The other panelists echoed that view, noting that healthcare creditors must confront a rising tide of uncompensated care and self pay populations, increasing charity care allocations and uninsured discounts, the complexities of insurance verification, and decreasing revenues in the face of increasing costs.

Yet even under these burdens, healthcare providers must understand that they operate within communities, and unlike some other forms of bad debt, healthcare collections remain directly tied to superior customer service, as hospitals and clinics seek to preserve provider-patient relationships.

The second panel, “Healthcare Financial Management Debt Sales,” included speakers Rob Knight, vice president of business development, Asta Funding and Cole of TriHealth.

Both speakers discussed healthcare debt sale strategies from both buyers’ and sellers’ perspectives, noting that hospital systems must decide not only what to sell — for example, does the sale of Medicare accounts make good public relations sense, even if it makes sound financial sense? — but also when to sell.
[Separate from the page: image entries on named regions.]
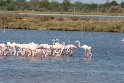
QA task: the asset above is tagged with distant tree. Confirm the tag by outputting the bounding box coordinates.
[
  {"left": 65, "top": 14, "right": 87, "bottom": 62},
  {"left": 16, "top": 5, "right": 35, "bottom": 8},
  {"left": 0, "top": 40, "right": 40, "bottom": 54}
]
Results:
[{"left": 63, "top": 0, "right": 70, "bottom": 11}]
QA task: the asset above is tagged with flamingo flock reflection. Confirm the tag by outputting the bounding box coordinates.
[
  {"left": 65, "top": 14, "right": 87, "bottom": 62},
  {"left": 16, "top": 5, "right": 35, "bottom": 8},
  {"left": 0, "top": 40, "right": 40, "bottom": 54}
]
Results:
[{"left": 0, "top": 39, "right": 92, "bottom": 58}]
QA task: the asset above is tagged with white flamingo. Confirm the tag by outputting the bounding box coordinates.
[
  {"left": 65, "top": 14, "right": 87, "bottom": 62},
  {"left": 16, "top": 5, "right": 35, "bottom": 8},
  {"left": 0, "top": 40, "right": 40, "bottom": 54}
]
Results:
[
  {"left": 75, "top": 40, "right": 92, "bottom": 58},
  {"left": 121, "top": 39, "right": 124, "bottom": 42}
]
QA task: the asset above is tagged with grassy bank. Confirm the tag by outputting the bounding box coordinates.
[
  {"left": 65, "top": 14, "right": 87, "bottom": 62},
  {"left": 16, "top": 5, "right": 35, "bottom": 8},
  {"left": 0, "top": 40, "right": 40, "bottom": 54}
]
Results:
[{"left": 0, "top": 13, "right": 124, "bottom": 32}]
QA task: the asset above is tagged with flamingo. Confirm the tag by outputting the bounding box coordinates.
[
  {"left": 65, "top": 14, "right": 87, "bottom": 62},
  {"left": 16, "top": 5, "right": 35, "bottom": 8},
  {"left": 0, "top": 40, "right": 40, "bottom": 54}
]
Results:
[
  {"left": 121, "top": 39, "right": 124, "bottom": 42},
  {"left": 75, "top": 40, "right": 92, "bottom": 58}
]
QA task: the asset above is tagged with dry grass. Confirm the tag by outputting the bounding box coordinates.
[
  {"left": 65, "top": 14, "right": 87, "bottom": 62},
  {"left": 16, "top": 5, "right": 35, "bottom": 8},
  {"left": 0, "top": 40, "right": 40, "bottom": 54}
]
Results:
[{"left": 0, "top": 14, "right": 124, "bottom": 32}]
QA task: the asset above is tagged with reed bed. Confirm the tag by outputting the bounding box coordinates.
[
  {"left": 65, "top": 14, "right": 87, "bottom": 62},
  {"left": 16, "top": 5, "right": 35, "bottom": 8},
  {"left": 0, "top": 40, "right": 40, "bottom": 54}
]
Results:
[{"left": 0, "top": 14, "right": 124, "bottom": 32}]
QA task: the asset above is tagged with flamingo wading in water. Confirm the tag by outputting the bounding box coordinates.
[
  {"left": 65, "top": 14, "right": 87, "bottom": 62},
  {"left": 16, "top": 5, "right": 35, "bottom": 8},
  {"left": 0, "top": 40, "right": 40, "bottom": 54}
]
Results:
[{"left": 75, "top": 40, "right": 92, "bottom": 58}]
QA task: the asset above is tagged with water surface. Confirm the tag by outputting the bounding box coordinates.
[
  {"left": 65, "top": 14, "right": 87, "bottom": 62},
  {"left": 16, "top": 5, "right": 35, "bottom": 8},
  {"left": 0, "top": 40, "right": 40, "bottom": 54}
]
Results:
[{"left": 0, "top": 29, "right": 124, "bottom": 83}]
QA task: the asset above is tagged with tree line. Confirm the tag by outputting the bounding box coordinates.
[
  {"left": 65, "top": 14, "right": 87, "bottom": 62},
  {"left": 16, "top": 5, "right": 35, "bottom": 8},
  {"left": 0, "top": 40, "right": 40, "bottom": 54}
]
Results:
[{"left": 0, "top": 0, "right": 124, "bottom": 13}]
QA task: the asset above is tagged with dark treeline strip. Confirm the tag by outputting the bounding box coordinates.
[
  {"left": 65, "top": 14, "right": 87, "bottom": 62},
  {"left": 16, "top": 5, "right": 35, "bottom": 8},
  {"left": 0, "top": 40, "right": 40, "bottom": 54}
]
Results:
[
  {"left": 0, "top": 14, "right": 124, "bottom": 32},
  {"left": 0, "top": 0, "right": 124, "bottom": 13}
]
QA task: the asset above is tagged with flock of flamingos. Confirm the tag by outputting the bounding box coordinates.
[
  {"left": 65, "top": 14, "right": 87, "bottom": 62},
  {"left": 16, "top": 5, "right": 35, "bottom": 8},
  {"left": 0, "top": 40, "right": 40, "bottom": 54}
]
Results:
[
  {"left": 0, "top": 39, "right": 124, "bottom": 58},
  {"left": 0, "top": 39, "right": 92, "bottom": 58}
]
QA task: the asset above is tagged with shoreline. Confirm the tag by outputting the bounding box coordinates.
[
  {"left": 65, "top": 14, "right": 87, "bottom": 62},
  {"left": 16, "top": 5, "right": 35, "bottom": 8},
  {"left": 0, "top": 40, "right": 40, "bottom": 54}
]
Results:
[{"left": 0, "top": 14, "right": 124, "bottom": 32}]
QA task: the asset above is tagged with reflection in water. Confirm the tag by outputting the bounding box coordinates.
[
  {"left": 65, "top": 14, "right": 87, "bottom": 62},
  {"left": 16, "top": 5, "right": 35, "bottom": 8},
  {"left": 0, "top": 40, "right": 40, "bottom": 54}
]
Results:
[{"left": 0, "top": 29, "right": 124, "bottom": 83}]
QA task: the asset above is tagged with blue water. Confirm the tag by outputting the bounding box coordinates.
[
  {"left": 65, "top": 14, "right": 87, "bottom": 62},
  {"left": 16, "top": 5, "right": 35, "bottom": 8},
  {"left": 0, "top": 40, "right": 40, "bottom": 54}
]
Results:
[{"left": 0, "top": 29, "right": 124, "bottom": 83}]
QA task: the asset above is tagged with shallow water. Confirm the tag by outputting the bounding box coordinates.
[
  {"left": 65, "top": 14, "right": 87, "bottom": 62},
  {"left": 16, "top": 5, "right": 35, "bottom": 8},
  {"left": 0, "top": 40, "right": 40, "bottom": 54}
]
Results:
[{"left": 0, "top": 29, "right": 124, "bottom": 83}]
Cole noted that in early 2003 when TriHealth began selling bad debt accounts, its criteria for selecting a business partner focused on quasi-intangibles such as professionalism, responsiveness to complaints, and prior medical bad debt experience.  Now as TriHealth and other healthcare creditors like it sell debt on a quarterly basis, those criteria have shifted to minimizing operational burdens and maximizing price, all while keeping patient customer service at the forefront of bad debt sales.

Michael Klozotsky, research analyst, Kaulkin Ginsberg Co., moderated both panels. The Symposium was held at the New York Marriot Marquis September 5-7, 2007.